En plus de faire preuve de créativité et d’ingéniosité dans les séquences à grand spectacle, le réalisateur prolonge le changement inauguré à la toute fin du 3 par J.J Abrams; à savoir que désormais, Ethan Hunt ne sera plus au centre du récit, et que ses collègues y joueront eux aussi une importance capitale. De fait, comme pour mieux coller à l’esprit collectif de la série éponyme de 1966, ce 4ème épisode peut se voir comme un vrai « film de bande »,privilégiant l’entraide. Sur ce point-là, le film frôle l’excellence dans la mesure où non seulement aucun des personnages n’est laissé sur le carreau mais, encore mieux, ils sont tous très intéressants du fait qu’ils ont tous un passé très bien construit. Que ce soient l’analyste William Brandt (Jeremy Renner) au lourd vécu, l’agent Jane Carter (Paula Patton) et même Benji (Simon Pegg qui reprend ici le rôle qu’il interprétait déjà dans « Mission : Impossible 3 »), ils ont tous un passé intéressant qui les rend à la fois empathiques et attachants; mention spéciale à Jeremy Renner, au jeu sobre et très juste, qui peut se voir comme un véritable alter-ego de Hunt lui-même (il faut dire aussi qu’la base, il était prévu que Renner remplace pour de bon Cruise dans la franchise) et qui lui vole quasi la vedette dans chacune de leurs scènes communes, se permettant même un gentil clin d’oeil (la séquence de Brandt perché au-dessus d’une hélice d’aération) à la célèbre scène de Hunt suspendu en l’air dans la salle de contrôle de la C.I.A dans le 1er volet.

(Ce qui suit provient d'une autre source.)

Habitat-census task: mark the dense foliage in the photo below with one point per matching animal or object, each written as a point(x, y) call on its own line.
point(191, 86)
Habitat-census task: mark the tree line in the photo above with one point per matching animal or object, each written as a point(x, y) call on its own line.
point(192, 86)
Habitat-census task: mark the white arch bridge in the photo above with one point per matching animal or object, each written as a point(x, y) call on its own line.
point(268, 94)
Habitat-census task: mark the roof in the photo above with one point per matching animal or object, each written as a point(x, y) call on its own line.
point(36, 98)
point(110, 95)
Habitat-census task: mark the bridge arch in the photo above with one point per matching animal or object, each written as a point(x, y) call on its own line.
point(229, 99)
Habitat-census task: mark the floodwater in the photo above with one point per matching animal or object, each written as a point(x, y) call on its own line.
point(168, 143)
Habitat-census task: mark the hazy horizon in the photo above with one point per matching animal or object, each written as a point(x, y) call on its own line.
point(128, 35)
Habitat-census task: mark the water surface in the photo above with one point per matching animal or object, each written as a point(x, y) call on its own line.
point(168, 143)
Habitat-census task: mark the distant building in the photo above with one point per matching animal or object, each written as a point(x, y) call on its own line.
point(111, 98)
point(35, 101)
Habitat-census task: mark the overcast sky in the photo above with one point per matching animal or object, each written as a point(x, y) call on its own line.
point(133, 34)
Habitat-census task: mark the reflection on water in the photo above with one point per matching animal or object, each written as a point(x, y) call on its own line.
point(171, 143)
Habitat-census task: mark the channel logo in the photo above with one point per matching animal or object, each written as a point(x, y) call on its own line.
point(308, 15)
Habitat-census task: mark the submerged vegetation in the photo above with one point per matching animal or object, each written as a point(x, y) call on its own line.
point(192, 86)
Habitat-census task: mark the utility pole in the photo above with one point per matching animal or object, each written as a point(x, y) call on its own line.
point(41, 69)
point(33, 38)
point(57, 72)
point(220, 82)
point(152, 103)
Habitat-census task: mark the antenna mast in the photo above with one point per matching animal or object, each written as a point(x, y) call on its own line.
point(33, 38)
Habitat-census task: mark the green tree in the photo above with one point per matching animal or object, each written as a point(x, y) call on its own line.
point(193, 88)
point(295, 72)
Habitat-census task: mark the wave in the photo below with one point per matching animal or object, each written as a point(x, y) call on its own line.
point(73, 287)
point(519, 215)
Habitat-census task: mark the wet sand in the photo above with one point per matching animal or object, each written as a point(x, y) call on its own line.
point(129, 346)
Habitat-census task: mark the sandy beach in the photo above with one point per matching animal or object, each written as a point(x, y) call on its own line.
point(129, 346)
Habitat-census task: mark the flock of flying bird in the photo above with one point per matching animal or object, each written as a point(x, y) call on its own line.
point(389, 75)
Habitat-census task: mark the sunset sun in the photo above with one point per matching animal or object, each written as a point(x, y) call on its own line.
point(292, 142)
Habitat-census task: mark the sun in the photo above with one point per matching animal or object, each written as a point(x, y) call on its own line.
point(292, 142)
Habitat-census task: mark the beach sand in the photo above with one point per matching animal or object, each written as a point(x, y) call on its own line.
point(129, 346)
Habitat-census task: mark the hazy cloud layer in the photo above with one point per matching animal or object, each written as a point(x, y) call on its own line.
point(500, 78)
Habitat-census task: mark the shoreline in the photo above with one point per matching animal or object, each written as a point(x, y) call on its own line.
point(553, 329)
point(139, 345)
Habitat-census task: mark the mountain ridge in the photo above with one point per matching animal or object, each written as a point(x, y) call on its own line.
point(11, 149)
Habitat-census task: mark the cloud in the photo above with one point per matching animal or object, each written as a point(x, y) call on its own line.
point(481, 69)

En combinant intelligemment grand spectacle, trouvailles visuelles empruntés au cinéma d’animation (les gadgets électroniques qui, soit mettent trop de temps à fonctionner, soit dysfonctionnent complètement) moments intimistes et personnages forts, Brad Bird signe un très grand film d’action, servit par des morceaux de bravoure superbement mis en scène, des acteurs charismatiques et très impliqués (Tom Cruise toujours au top, Jeremy Renner très convainquant dans le rôle du tourmenté et sensible William Brandt, Paula Patton énergique et sexy à souhait dans celui de l’agent Carter, Simon Pegg très drôle et jamais lourd dans la peau de Benji) et par un récit intelligemment construit, réussissant le parfait dosage entre modernité et esprit « rétro-vintage », humour et sérieux.

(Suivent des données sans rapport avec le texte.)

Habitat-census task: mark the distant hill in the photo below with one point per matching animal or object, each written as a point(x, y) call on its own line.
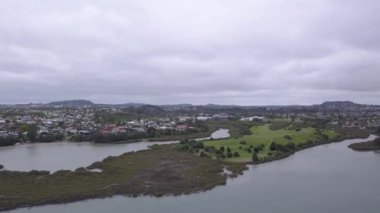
point(340, 104)
point(72, 103)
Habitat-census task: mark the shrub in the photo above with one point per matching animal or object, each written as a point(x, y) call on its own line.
point(273, 146)
point(255, 158)
point(228, 149)
point(291, 146)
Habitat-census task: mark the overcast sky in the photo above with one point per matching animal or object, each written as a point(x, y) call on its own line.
point(247, 52)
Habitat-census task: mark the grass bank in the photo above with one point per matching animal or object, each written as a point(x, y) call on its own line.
point(162, 170)
point(274, 141)
point(366, 146)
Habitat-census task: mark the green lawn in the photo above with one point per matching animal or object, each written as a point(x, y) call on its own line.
point(263, 135)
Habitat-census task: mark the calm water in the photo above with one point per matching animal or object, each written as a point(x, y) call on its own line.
point(329, 178)
point(67, 155)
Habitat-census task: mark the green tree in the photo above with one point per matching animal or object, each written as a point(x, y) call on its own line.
point(273, 146)
point(255, 158)
point(32, 132)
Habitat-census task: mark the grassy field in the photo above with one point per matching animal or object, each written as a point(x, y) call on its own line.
point(366, 146)
point(162, 170)
point(263, 136)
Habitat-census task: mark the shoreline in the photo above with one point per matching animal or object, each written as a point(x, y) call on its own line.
point(236, 169)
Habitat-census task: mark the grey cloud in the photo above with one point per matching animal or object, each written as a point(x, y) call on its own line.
point(230, 52)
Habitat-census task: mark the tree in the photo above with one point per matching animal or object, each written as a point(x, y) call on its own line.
point(228, 149)
point(255, 158)
point(256, 149)
point(273, 146)
point(32, 132)
point(229, 155)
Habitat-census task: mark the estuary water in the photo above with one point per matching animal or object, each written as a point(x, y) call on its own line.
point(328, 178)
point(70, 155)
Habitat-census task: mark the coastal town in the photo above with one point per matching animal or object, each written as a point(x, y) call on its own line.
point(77, 120)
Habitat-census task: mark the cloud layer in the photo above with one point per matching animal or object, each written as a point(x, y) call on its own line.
point(200, 51)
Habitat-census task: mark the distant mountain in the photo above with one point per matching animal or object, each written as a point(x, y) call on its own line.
point(72, 103)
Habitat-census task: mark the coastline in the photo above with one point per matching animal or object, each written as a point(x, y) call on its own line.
point(217, 178)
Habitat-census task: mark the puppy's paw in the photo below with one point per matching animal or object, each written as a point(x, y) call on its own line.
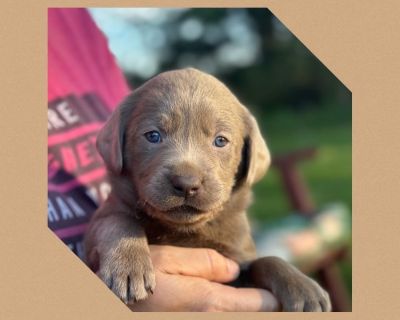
point(303, 294)
point(295, 291)
point(128, 271)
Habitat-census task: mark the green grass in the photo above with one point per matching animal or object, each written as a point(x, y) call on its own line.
point(328, 175)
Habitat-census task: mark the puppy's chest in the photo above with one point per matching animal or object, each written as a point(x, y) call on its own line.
point(232, 245)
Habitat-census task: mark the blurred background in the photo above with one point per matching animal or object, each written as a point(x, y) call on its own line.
point(298, 103)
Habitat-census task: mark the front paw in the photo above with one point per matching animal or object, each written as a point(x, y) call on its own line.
point(128, 271)
point(295, 291)
point(303, 294)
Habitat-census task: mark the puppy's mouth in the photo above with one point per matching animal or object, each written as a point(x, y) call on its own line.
point(183, 215)
point(185, 209)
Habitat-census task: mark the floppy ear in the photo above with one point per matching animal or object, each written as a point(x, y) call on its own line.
point(255, 154)
point(110, 140)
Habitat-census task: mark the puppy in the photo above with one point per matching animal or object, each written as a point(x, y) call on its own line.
point(182, 153)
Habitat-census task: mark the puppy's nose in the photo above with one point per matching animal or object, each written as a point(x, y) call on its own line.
point(187, 186)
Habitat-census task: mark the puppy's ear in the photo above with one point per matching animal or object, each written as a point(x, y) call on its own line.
point(255, 154)
point(110, 140)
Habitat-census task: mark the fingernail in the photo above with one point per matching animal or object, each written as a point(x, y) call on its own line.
point(233, 267)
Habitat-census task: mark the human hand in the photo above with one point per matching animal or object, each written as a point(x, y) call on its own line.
point(191, 280)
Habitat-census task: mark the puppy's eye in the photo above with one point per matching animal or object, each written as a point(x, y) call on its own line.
point(220, 141)
point(153, 136)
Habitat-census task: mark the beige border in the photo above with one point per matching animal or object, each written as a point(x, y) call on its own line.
point(357, 40)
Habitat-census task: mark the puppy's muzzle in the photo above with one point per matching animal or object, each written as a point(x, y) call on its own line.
point(186, 185)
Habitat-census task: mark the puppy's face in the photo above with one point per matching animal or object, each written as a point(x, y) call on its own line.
point(186, 145)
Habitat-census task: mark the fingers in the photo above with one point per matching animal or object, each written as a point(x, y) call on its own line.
point(225, 298)
point(204, 263)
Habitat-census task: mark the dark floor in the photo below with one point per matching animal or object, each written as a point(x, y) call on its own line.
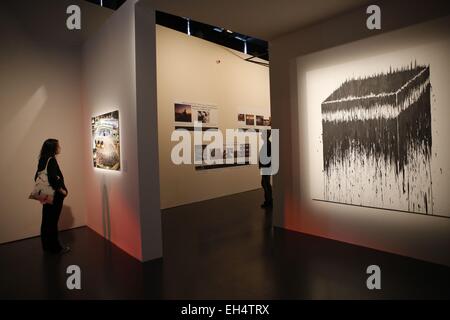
point(218, 249)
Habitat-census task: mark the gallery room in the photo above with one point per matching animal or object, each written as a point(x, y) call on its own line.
point(257, 150)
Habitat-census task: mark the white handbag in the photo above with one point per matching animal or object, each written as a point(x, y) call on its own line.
point(43, 191)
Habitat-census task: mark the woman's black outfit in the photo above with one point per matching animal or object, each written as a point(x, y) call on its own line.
point(51, 212)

Des défauts à signaler, malgré tout ? Oui, mais très peu. Le principal reproche que l’on peut faire au film est l’utilisation de son méchant, Curt Hendricks alias « Cobalt » (Michael Nyqvist) , assez sous-exploité de par son très peu de temps de présence et de paroles à l’écran, et dont on a dès lors du mal à bien cerner le personnage. Autre petit défaut, les quelques secondes d’apparition de Ving Rhames, dans le rôle de Luther Stickell, fidèle complice d’Ethan Hunt depuis le premier volet, à la toute fin du film, faisant quasi office de caméo.

En définitive, en faisant fi de ces légers reproches, on peut dire que Mission : Impossible – Protocole Fantôme est peut-être jusqu’à présent, avec le 1er réalisé par Brian De Palma, le meilleur épisode de la saga, le plus inventif et aboutit.

François B.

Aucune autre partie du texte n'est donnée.